Его лекции разительно отличались от общего говорильно-образовательного потока, который наполнял аудитории тогдашнего филфака БГУ. Нет, на самом деле преподавание было добротным и неповерхностным, но академичным, то есть скучным. Ромэн Гафанович, читая, например, русскую литературу 19-го века, мог, отвлекшись от биографии Пушкина, рассказать, почему тот не убил Дантеса на дуэли, хотя и попал в него. До сих пор помню его голос, спокойный и уверенный.

— Пушкин был изрядным стрелком. Он имел 29 дуэлей. 24 из них не состоялись по примирению, в четырех поэт намеренно промахнулся, чтобы не брать на душу смерть противников. И только в последней, смертельной для него, попал. В грудь Дантеса. Того якобы спасла пуговица. Чушь! 12-граммовая пуля с семи метров?! На подонке была кольчуга!

После лекции студенты столпились вокруг Назирова, и он еще полчаса рассказывал, как Пушкина спровоцировали на дуэль всем петербургским обществом, что это была не дуэль, а убийство, чтобы прикрыть возможную связь Гончаровой с императором. Словом, о том, чему он не мог посвятить всю лекцию. Не принято было тогда говорить о таких вещах с университетской кафедры. Я не мог спать несколько дней. Полжизни быть уверенным, что великий поэт погиб нормальной дворянской смертью, и вдруг узнать, что его тупо убили! В тогдашней литературной публицистике прочитать такое было невозможно. Назиров бежал скучных наставлений «как в учебнике», он учил нас анализировать. И много читать.

Экзамен по предмету я Ромэну Гафановичу едва не завалил.

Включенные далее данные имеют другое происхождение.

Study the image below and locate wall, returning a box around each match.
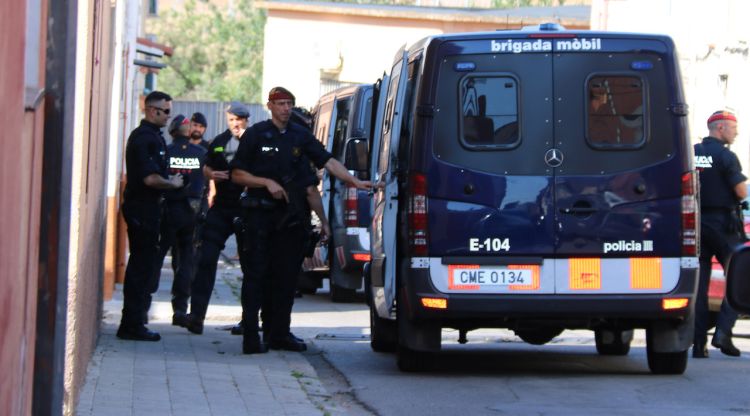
[0,1,46,415]
[256,1,589,107]
[64,0,114,414]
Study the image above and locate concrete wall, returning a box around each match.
[64,0,115,414]
[0,2,46,415]
[591,0,750,176]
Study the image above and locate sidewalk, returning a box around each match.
[76,249,340,416]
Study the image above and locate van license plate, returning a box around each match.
[448,265,536,290]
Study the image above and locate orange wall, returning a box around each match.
[0,1,45,415]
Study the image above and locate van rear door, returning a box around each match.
[547,38,687,293]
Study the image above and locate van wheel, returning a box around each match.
[370,305,398,352]
[646,329,687,374]
[513,327,563,345]
[594,329,633,355]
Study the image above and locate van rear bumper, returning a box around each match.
[399,269,698,328]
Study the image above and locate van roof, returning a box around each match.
[408,27,674,54]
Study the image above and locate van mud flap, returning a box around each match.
[648,311,695,353]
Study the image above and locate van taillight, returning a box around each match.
[344,184,359,227]
[409,173,427,257]
[682,172,698,257]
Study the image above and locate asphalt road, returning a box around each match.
[293,294,750,416]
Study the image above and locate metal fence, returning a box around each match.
[172,100,271,141]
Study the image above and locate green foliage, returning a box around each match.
[154,0,266,102]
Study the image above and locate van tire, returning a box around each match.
[594,329,633,356]
[297,271,320,295]
[396,344,435,373]
[370,305,398,352]
[646,329,688,374]
[513,327,563,345]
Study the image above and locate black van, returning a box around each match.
[301,84,373,302]
[365,24,698,374]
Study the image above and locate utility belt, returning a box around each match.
[240,194,279,211]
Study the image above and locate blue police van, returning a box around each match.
[364,24,698,374]
[301,84,377,302]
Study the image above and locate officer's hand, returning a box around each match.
[266,179,289,202]
[211,170,229,182]
[320,221,331,243]
[169,174,185,189]
[352,178,372,190]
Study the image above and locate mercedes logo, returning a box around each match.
[544,149,563,168]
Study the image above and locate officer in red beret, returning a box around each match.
[693,111,747,358]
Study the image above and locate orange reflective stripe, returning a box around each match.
[630,257,662,289]
[568,259,602,290]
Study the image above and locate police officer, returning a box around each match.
[117,91,183,341]
[187,103,250,334]
[693,111,747,358]
[189,112,209,150]
[231,87,370,354]
[152,114,206,326]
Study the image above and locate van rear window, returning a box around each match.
[586,76,646,149]
[460,75,519,150]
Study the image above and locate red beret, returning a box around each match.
[706,111,737,124]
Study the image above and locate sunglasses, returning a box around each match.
[149,105,172,115]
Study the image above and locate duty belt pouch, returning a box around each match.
[240,196,276,210]
[188,198,201,215]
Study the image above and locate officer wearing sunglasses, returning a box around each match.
[117,91,183,341]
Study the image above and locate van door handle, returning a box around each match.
[560,207,598,215]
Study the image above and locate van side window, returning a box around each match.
[315,101,333,146]
[586,75,646,149]
[378,62,402,175]
[331,97,352,155]
[460,76,520,149]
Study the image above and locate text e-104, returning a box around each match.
[469,238,510,251]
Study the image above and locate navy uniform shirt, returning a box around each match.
[125,120,167,202]
[231,120,332,202]
[165,136,206,200]
[695,136,747,209]
[206,129,243,207]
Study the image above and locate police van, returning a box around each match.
[364,24,698,374]
[302,84,373,302]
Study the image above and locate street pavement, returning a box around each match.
[76,239,369,416]
[77,237,750,416]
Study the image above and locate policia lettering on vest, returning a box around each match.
[693,111,747,358]
[231,87,371,354]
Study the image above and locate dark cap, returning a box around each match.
[190,113,208,127]
[167,114,190,134]
[227,101,250,118]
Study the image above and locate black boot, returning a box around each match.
[711,328,740,357]
[172,311,188,328]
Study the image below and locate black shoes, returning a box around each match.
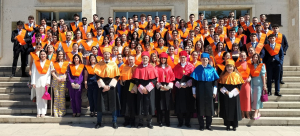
[136,123,143,128]
[275,92,282,97]
[268,92,272,96]
[113,123,118,129]
[185,124,192,128]
[147,123,153,129]
[206,127,212,131]
[95,123,101,129]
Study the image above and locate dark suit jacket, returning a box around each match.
[263,46,284,66]
[11,30,31,51]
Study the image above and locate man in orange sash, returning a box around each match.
[11,21,31,77]
[94,48,121,129]
[273,24,289,84]
[264,34,284,96]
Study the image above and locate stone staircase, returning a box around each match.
[0,66,300,125]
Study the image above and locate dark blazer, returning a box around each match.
[11,29,31,51]
[263,46,284,66]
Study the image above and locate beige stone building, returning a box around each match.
[0,0,300,66]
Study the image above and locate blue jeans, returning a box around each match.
[97,110,117,123]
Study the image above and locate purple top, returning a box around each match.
[67,66,84,90]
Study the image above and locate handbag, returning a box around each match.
[260,90,269,102]
[42,86,51,100]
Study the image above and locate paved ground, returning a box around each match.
[0,123,300,136]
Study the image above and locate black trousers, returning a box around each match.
[177,112,191,125]
[198,114,212,128]
[12,47,28,75]
[224,119,239,128]
[139,115,152,124]
[157,110,170,125]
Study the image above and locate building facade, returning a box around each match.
[0,0,300,66]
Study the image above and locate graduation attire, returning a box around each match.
[173,51,195,126]
[120,65,137,126]
[94,57,121,124]
[132,52,158,127]
[155,52,175,126]
[218,60,244,128]
[191,55,219,128]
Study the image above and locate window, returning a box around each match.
[39,12,82,26]
[199,9,249,22]
[114,11,171,22]
[266,14,282,26]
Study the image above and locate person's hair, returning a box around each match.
[55,50,66,62]
[39,50,47,60]
[17,20,24,26]
[72,54,82,64]
[252,53,261,64]
[122,46,131,57]
[28,15,34,19]
[74,30,82,40]
[215,42,225,52]
[89,53,98,65]
[222,51,230,60]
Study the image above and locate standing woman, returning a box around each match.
[155,52,175,127]
[235,51,251,119]
[67,54,84,117]
[84,54,98,117]
[218,59,244,131]
[31,50,52,118]
[250,53,267,120]
[173,51,195,128]
[51,50,69,117]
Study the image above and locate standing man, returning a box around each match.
[264,34,284,96]
[191,53,219,131]
[132,51,158,129]
[273,24,289,84]
[94,48,121,129]
[70,13,82,33]
[11,21,31,77]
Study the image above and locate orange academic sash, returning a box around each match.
[70,64,84,76]
[53,61,69,74]
[17,29,26,45]
[250,63,264,77]
[265,43,281,56]
[85,65,95,75]
[35,60,51,74]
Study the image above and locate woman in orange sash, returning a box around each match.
[31,50,52,118]
[250,53,267,120]
[231,43,240,62]
[218,59,244,131]
[51,50,69,117]
[235,51,251,119]
[84,54,98,117]
[67,54,84,117]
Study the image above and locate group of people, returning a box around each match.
[11,12,288,131]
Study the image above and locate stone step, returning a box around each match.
[263,101,300,109]
[0,86,30,94]
[0,115,300,126]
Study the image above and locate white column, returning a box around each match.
[185,0,199,22]
[82,0,96,23]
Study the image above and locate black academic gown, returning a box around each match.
[218,83,242,127]
[121,80,137,116]
[96,76,121,112]
[135,78,156,115]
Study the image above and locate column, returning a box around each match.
[82,0,96,23]
[185,0,199,22]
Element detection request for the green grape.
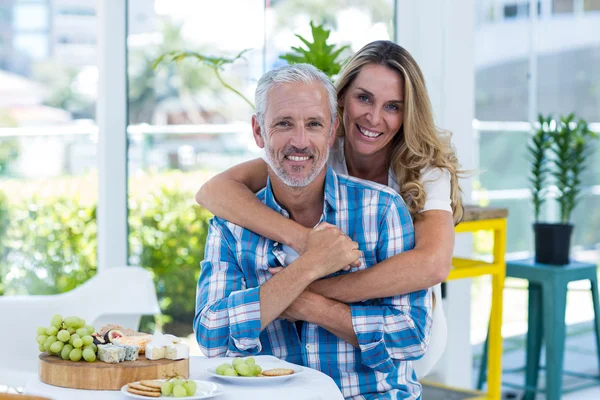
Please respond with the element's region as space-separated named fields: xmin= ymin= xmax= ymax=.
xmin=231 ymin=357 xmax=244 ymax=367
xmin=173 ymin=385 xmax=187 ymax=397
xmin=183 ymin=381 xmax=196 ymax=396
xmin=56 ymin=329 xmax=71 ymax=343
xmin=217 ymin=364 xmax=233 ymax=375
xmin=171 ymin=378 xmax=185 ymax=386
xmin=50 ymin=314 xmax=62 ymax=331
xmin=69 ymin=349 xmax=82 ymax=361
xmin=64 ymin=317 xmax=79 ymax=329
xmin=50 ymin=340 xmax=65 ymax=354
xmin=81 ymin=335 xmax=94 ymax=346
xmin=82 ymin=349 xmax=96 ymax=362
xmin=35 ymin=330 xmax=48 ymax=344
xmin=69 ymin=333 xmax=79 ymax=344
xmin=160 ymin=381 xmax=173 ymax=396
xmin=234 ymin=363 xmax=252 ymax=376
xmin=46 ymin=325 xmax=58 ymax=336
xmin=60 ymin=344 xmax=73 ymax=360
xmin=44 ymin=336 xmax=56 ymax=351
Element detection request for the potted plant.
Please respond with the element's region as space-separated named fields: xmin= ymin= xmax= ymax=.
xmin=527 ymin=113 xmax=597 ymax=265
xmin=152 ymin=21 xmax=350 ymax=109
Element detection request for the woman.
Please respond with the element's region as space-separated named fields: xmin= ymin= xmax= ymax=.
xmin=196 ymin=41 xmax=463 ymax=376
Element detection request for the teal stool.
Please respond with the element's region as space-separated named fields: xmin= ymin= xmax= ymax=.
xmin=477 ymin=259 xmax=600 ymax=400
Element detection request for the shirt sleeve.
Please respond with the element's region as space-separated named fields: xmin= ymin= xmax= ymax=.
xmin=420 ymin=166 xmax=452 ymax=213
xmin=194 ymin=218 xmax=262 ymax=357
xmin=350 ymin=198 xmax=433 ymax=373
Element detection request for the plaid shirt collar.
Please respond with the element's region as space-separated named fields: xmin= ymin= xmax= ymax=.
xmin=264 ymin=165 xmax=340 ymax=218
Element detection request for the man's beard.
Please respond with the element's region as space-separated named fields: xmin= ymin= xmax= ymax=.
xmin=265 ymin=146 xmax=329 ymax=188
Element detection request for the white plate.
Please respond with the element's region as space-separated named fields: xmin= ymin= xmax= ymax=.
xmin=206 ymin=362 xmax=304 ymax=385
xmin=121 ymin=379 xmax=223 ymax=400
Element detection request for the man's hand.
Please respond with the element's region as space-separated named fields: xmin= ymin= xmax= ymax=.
xmin=302 ymin=223 xmax=361 ymax=279
xmin=281 ymin=290 xmax=324 ymax=322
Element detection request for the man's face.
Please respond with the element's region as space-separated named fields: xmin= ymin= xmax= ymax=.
xmin=252 ymin=82 xmax=337 ymax=187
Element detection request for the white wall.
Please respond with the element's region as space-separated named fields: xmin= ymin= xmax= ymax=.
xmin=96 ymin=0 xmax=127 ymax=271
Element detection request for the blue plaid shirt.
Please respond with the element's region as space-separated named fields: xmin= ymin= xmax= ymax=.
xmin=194 ymin=167 xmax=432 ymax=399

Честно признался, что из ранних повестей Тургенева читал только «Асю». Он вскинул брови. «Вы же поэт! А эти вещи у Тургенева чистой воды поэзия! Вот что с вами делать? «Записки охотника»-то хоть читали?» Все остальное я, к своему счастью, прочел и был отпущен с «четверкой». До сих пор немного совестно за нее.

Впрочем, этот эпизод никак не повлиял на мои отношения с кумиром. Как организатор университетской многотиражки и отдавший дань журналистской работе в республиканской молодежке «Ленинец», Ромэн Гафанович серьезно повлиял на выбор моей будущей профессии. Его разборы моих газетных опусов, и не только моих, учили писать просто, без канцеляризмов и «политизмов», размещая по порядку – сначала факт, а потом комментарий к нему. «Вы не телеграф, а человек,- говорил он.- Ваше личное отношение к описываемому обязательно!». Сколько шишек я потом нахватал за всю свою журналистскую биографию из-за этой приверженности к назировскому установлению! Но благодарен ему безмерно за то, что творчески жив. Нынешняя публицистика умерла, похороненная под холмом телеграфно-бестелесного письма, за которым не стоят живые чувства. А читают лишь тех немногих, у кого были в свое время такие учителя, как Ромэн Гафанович Назиров.

И еще чуть позже он открылся для меня как ученый. Один из моих любимых журналов «Вопросы литературы» (шутя его называли «Вопли») изредка публиковал его работы. Очень люблю его статью «Петр Верховенский как эстет». Читал бы и больше, но университетские сборники страны, по которым мелким крошевом были разбросаны работы Назирова, были недоступны по причине их минитиражности. Теперь, что удается, читаю в интернете и понимаю, что Ромэн Гафанович — один из виднейших литературных критиков своего времени. Да и нашего тоже.